11. ADDITIONAL INFORMATION FOR EEA/UK RESIDENTS (GDPR)

If you are located in the EEA or UK, in addition to the rights described in Section 10, you have the right to lodge a complaint with a data protection supervisory authority if you believe that our processing of your personal data infringes applicable data protection law. We encourage you to contact us first so that we can address your concerns directly, but you are not obligated to do so before contacting a supervisory authority.

12. ADDITIONAL INFORMATION FOR U.S. RESIDENTS (CCPA/VCDPA)

Use of the Site by residents or domiciliaries of the United States is prohibited under the Terms of Use. If, despite this prohibition, a U.S. resident interacts with the Site, certain rights under U.S. state laws (such as the California Consumer Privacy Act (CCPA) or Virginia Consumer Data Protection Act (VCDPA)) may apply, including: 12.1 Right to Know and Access. The right to request that we disclose what categories of personal information we collect, the purposes for which we use it, and, in some cases, the specific pieces of personal information we hold. 12.2 Right to Delete. The right to request deletion of certain personal information, subject to statutory exceptions. 12.3 Right to Correct. The right to request correction of inaccurate personal information. 12.4 Right to Non-Discrimination. The right not to receive discriminatory treatment for exercising your privacy rights.
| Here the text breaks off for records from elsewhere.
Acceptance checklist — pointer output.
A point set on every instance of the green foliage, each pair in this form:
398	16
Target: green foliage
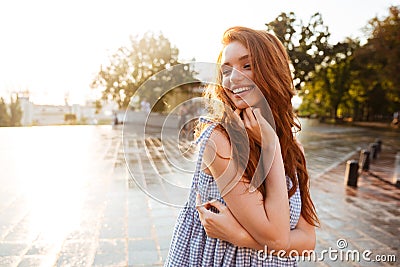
4	116
349	80
307	44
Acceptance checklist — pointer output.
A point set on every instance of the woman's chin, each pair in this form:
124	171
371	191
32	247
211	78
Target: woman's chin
241	104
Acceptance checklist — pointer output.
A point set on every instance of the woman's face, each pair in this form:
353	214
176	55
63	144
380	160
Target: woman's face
237	75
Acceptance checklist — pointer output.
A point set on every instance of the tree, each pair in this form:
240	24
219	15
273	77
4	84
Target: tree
4	116
376	67
131	66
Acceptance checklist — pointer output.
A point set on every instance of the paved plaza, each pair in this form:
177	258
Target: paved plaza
68	199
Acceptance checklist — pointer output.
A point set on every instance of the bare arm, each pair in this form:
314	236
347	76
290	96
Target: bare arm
267	221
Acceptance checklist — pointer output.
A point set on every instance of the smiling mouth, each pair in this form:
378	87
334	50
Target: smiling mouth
242	89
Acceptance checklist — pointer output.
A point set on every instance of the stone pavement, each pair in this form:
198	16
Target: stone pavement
111	220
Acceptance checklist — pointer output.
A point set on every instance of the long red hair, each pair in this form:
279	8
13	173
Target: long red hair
272	75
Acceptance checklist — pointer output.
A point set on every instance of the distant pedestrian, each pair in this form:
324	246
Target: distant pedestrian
145	106
396	118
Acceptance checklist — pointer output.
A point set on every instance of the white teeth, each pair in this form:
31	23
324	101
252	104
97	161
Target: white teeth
241	89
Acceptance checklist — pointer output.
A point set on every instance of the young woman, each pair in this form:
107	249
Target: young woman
253	207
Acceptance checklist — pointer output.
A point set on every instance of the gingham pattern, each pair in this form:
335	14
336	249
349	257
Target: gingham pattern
190	245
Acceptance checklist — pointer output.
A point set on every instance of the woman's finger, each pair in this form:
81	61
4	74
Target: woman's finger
199	206
218	205
246	120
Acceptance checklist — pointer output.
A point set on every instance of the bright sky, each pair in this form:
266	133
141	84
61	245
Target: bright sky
53	48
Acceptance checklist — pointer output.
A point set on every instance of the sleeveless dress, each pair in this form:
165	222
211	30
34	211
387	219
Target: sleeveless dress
190	245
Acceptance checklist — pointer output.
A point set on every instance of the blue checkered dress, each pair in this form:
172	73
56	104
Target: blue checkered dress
190	245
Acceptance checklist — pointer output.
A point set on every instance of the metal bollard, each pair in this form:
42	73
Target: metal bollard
396	174
373	147
379	142
364	160
351	174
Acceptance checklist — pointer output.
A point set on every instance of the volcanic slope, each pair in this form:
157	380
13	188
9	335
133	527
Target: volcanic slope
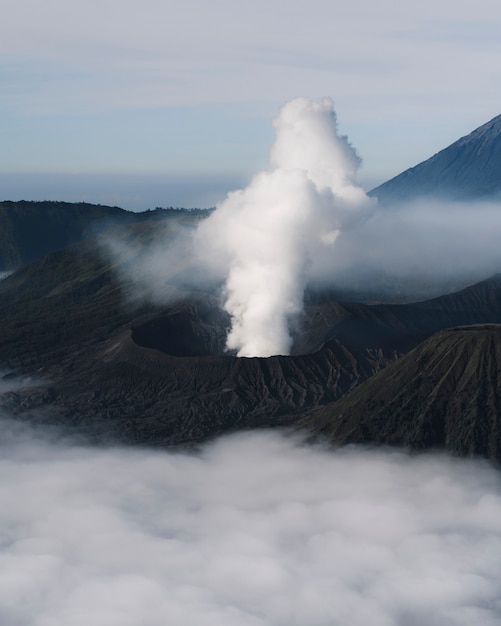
120	368
446	393
30	230
468	169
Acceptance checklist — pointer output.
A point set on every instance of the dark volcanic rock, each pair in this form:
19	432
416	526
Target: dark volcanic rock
468	169
446	393
115	367
30	230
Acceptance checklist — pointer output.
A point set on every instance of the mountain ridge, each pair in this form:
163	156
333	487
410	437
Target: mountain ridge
469	168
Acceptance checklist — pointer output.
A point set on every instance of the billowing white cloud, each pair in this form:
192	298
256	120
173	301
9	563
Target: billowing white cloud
266	234
255	530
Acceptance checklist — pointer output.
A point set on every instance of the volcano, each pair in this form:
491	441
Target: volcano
468	169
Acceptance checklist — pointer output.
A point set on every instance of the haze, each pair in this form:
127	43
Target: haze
187	90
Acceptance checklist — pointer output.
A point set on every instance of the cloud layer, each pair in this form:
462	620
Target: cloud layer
256	530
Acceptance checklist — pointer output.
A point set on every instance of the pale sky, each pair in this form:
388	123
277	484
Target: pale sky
175	91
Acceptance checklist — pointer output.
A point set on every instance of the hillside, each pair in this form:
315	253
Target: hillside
113	366
30	230
468	169
446	393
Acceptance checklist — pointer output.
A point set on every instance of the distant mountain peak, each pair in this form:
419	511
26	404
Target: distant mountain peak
468	169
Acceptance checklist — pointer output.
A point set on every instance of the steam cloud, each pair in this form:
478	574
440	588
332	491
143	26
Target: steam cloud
267	233
256	530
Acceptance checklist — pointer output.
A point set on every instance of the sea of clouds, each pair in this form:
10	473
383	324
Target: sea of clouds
256	529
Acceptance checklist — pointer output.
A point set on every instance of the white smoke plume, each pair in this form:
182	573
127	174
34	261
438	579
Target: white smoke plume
267	233
256	530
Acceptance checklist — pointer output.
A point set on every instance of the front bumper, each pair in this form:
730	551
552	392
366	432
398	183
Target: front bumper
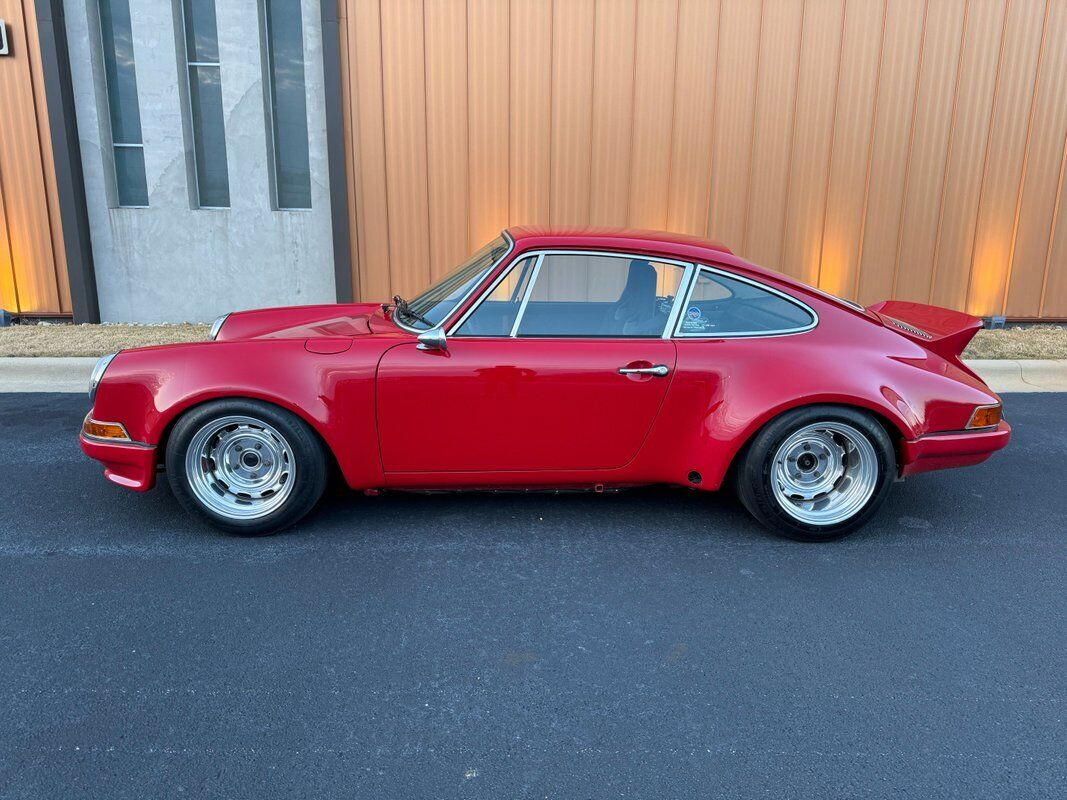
131	465
943	450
Because the Services are not intended for U.S. residents, some functionality required to honor these rights may not be directly exposed through the Site. If you believe that U.S. privacy rights apply to you and wish to exercise them, you may contact us as described in Section 13.

13. CHILDREN'S PRIVACY

The Services are not intended for or directed to children under the age of 18 (or the age of majority in your jurisdiction, if higher). We do not knowingly collect personal information from children. If we become aware that we have collected personal information from a child, we will take reasonable steps to delete such information as quickly as possible.

14. CHANGES TO THIS PRIVACY POLICY

We may update or modify this Privacy Policy from time to time. When we do so, we will update the "Last Updated" date at the top of this Policy. Where changes are material, we may provide additional notice, such as through a banner or other mechanism on the Site. Your continued use of the Services after the effective date of any changes constitutes your acceptance of the updated Privacy Policy. If you do not agree with the updated Privacy Policy, you must discontinue your use of the Services.

15. CONTACT US

If you have any questions or concerns about this Privacy Policy, or wish to exercise any of your rights, you may contact Echo Labs Corporation using the support channels indicated on the Site.